He speculated about Schwankovsky. Had he tenderness for Ariel’s self, which was so poignantly accessible? Or was it merely self-dramatization in the big creature that had thrown him to his knees at her feet when she came into the drawing-room at Wild Acres that Sunday afternoon? Well, if he had been genuine then—and Hugh thought he was probably much too egocentric for that to be possible—his enthusiasm seemed to have dwindled since, for he had looked only at Joan all this time, listened to her speaking first to Ariel, then to Frye, openly absorbed in her and proud of her. Hugh wondered what he meant to do with Ariel the rest of the afternoon, now that he had usurped her birthday, if this was the extent of his interest in her. “I’ll excuse myself and go down and find out,” he decided. “Perhaps they’ll hand her over to me after lunch. She’ll like seeing the office, I think, and our view of the Battery. She can wait while I finish up the absolutely necessary business, and then we can walk in the Park, or go to an exhibition, or do anything she’d like. Joan and Schwankovsky can’t, after all, enjoy playing around with any one so simple and outside all their interests! My taking her on will be a relief to them, I imagine.”
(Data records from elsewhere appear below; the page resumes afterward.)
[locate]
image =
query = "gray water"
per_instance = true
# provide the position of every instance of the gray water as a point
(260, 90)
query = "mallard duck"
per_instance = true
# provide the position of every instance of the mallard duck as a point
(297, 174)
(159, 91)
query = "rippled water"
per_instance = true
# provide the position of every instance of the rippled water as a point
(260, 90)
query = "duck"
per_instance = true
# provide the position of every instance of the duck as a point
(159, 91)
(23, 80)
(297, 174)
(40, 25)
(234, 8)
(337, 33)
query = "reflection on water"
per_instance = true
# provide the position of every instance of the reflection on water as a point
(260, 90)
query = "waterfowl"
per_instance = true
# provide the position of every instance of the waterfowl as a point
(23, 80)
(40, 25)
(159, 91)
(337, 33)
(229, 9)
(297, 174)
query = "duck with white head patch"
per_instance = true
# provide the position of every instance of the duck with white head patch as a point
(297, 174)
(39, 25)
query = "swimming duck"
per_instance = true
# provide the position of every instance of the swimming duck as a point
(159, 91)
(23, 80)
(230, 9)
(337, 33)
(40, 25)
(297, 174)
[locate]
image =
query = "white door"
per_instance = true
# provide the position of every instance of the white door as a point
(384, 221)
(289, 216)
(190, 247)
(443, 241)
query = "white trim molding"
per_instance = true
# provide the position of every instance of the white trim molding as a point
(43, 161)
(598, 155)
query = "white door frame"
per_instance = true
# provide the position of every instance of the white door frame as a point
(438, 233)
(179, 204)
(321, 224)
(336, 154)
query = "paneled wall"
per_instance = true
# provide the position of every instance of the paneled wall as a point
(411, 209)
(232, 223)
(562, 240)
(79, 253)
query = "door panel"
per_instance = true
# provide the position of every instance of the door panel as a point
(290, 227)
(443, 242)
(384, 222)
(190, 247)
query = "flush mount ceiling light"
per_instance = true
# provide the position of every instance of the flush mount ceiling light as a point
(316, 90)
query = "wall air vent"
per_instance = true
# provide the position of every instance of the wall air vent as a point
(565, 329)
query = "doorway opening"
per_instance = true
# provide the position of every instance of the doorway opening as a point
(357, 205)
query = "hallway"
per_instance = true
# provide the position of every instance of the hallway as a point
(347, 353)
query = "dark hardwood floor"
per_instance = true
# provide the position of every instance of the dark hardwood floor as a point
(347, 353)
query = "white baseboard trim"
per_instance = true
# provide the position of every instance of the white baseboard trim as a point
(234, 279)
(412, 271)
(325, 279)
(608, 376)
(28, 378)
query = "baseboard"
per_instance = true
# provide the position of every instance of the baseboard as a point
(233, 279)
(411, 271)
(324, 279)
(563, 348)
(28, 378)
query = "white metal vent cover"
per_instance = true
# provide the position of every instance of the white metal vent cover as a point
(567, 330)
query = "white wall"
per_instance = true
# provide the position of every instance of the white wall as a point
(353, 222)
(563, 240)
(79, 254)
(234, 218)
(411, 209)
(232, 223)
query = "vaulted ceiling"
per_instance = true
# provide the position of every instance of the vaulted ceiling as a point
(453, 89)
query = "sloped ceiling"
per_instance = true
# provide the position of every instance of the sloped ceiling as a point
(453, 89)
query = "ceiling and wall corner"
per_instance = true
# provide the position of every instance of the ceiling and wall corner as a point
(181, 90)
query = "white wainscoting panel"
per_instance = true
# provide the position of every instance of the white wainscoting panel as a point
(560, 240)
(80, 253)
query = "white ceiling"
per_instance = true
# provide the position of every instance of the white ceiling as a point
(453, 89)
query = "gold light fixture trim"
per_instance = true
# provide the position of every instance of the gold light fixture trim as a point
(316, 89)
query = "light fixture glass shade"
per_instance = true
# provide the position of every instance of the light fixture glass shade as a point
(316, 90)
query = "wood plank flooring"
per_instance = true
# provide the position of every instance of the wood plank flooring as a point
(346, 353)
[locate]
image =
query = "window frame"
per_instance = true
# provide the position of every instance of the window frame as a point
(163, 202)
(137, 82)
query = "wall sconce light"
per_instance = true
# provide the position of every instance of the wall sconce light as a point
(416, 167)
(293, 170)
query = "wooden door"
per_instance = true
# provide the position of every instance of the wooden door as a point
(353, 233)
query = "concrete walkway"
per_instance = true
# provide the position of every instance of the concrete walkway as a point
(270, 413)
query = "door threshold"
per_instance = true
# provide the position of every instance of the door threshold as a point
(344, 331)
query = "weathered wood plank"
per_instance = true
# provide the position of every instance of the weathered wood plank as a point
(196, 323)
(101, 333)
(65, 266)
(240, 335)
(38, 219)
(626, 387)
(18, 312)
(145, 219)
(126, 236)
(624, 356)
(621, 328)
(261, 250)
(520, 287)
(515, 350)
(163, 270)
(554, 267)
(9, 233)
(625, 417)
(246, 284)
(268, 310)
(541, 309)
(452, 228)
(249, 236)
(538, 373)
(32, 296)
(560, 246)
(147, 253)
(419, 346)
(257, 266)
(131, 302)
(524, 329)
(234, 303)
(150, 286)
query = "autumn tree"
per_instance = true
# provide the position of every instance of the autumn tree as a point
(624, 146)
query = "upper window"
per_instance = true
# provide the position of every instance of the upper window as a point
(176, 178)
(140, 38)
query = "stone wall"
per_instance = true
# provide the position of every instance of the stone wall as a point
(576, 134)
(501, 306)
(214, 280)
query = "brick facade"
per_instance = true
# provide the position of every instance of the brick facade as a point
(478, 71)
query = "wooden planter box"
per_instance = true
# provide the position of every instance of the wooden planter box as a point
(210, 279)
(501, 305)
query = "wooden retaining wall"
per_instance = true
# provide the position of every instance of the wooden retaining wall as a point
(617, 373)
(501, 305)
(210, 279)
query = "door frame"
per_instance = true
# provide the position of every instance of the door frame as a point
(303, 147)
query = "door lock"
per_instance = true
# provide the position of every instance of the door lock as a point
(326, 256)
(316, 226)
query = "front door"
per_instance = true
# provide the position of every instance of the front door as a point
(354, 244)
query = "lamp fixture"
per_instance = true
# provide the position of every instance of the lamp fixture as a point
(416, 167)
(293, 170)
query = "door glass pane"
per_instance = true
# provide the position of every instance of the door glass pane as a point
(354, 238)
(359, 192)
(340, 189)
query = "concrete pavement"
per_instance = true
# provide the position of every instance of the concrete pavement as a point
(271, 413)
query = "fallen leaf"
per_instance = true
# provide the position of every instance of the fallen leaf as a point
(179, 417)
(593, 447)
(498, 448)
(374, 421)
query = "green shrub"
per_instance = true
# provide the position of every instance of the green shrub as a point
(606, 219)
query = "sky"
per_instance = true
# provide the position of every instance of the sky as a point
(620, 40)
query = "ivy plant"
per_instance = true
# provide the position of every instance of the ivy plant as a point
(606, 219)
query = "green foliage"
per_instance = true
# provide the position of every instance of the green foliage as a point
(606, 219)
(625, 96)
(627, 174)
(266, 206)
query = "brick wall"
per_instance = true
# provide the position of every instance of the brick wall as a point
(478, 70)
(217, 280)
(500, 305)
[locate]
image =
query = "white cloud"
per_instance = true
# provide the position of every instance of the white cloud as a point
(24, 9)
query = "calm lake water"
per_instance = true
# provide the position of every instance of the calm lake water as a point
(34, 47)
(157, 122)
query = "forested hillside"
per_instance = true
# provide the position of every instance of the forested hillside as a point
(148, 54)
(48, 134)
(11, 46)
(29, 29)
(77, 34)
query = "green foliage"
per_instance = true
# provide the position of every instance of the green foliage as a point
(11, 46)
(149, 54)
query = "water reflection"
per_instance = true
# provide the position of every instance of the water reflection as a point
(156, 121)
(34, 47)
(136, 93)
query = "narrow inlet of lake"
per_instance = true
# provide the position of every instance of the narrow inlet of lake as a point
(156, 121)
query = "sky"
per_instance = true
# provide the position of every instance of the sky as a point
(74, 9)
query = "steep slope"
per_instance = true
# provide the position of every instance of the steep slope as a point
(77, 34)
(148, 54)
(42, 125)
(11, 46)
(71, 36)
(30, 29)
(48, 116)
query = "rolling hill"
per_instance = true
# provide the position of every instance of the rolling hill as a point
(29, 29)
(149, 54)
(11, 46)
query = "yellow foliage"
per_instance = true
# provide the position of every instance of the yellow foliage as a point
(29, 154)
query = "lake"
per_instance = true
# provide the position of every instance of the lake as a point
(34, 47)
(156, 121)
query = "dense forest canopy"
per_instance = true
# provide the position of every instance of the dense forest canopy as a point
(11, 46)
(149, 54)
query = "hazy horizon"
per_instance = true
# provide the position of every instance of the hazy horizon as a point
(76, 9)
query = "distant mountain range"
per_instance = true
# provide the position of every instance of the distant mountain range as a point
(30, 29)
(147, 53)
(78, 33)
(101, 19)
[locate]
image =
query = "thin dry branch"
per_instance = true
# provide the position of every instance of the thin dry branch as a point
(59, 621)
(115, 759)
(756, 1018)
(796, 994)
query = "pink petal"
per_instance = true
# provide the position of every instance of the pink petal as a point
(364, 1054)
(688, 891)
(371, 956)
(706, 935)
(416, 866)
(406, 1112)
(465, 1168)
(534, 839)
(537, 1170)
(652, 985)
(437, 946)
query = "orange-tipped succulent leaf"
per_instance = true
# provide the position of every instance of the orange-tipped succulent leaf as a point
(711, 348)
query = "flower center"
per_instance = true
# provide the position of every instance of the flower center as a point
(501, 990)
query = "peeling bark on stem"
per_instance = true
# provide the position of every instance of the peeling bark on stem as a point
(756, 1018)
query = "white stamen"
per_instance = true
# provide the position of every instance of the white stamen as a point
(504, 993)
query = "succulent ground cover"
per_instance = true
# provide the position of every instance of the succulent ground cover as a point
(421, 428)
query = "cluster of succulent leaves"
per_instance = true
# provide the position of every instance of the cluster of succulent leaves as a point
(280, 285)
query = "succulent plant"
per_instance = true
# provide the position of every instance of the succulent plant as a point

But with the next breath his plan and his hope were shattered. For Schwankovsky suddenly turned to Ariel, until now so unnoticed beside him, and put his great, hairy hand close down on hers, which lay on the white cloth, and they smiled at each other. It was over in an instant but it told Hugh all that he had doubted of understanding and sympathy between those two. Hugh perceived now—turned almost clairvoyant for the instant—that although Schwankovsky might look at Joan and listen to her, world without end, Ariel was all the while in his heart, and that he was as aware of her as—yes, as a mother is aware of the child in her arms while she converses with a caller.... So again Ariel had no need of Hugh.

He returned his attention to Miss Loring, and tried to respond to something she had been saying. “I don’t exactly see why Joan should be amused at Ariel’s having a job and sticking at it, until the exhibition, anyway,” he exclaimed. “What’s funny about that, Miss—I mean Brenda?”

“Nothing, if it were a respectable job, of course. But the idea was, you see, her being a maid. An odd coat, that, for a maid to be wearing!”

“Oh, but she isn’t a servant. She’s my grandmother’s companion-nurse, and doing it very well too! You misunderstood Joan.”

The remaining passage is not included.